Now Senator Dole appears charting a similar course, whether intentionally or not. This week, he backed off a strict stand against abortion and expressed support for limited gun control. The Christian Coalition and National Rifle Association cried foul, but general voters aren't likely to.

Clinton and Dole act increasingly as if the race has come down to the two of them, and perhaps it has. The president dodged a bullet when no other Democrats registered last week for the New Hampshire primary, almost guaranteeing no intraparty challenge. None of Dole's Republican rivals is a serious threat yet, although that could change in the next seven weeks.

Still, the primaries might not be the place to look for the action, many pundits say. This year, because the states have bunched together to wield more influence in the nominating process, there will be a long, four-month gap between the last primary and the conventions. That's plenty of time for voters - or independents - to react.

"There is enormous politico-entrepreneurial opportunity for someone," says Jim Pinkerton, a former Bush administration official. "Clinton and Dole will wrap up the nominations quickly. Then there's four months of hang-time for third parties and renegades, speculation and configurations."

If voters don't like what they see in the nominees, and are vocal enough about it, Perot's Reform Party, for example, could gain momentum.

Another possibility is that voter discontent, should it persist until next November, could shake up Capitol Hill again.
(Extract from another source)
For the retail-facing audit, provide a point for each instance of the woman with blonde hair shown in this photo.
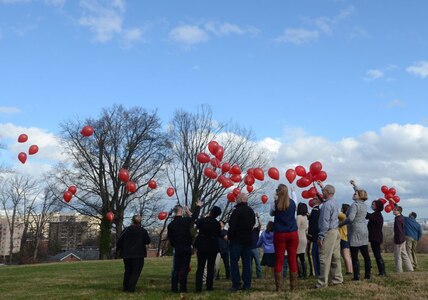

"The thing to watch is the congressional elections," says John Pitney, a political scientist at Claremont McKenna College in Claremont, Calif. "If people perceive progress, some of the discontent will dissipate. If Whitewater or the [ethics] complaints against Speaker Gingrich turn into something, that will recharge the battery."

Of course, the two-party system is unfriendly to outside challenges, and few experts are willing to predict that large numbers of independents will be taking the oath of office a year from now.

Nor are party politics the only cause for discontent. There are more pressing concerns for voters, such as a recession or American casualties in Bosnia.

"The volatility of the public mood is not anchored in the parties," says Stephen Wayne, a political scientist at Georgetown University in Washington who has written a book about the upcoming election. "Voters are influenced by the events of the day."

So far, at least, nobody's figured out how to write a script for that.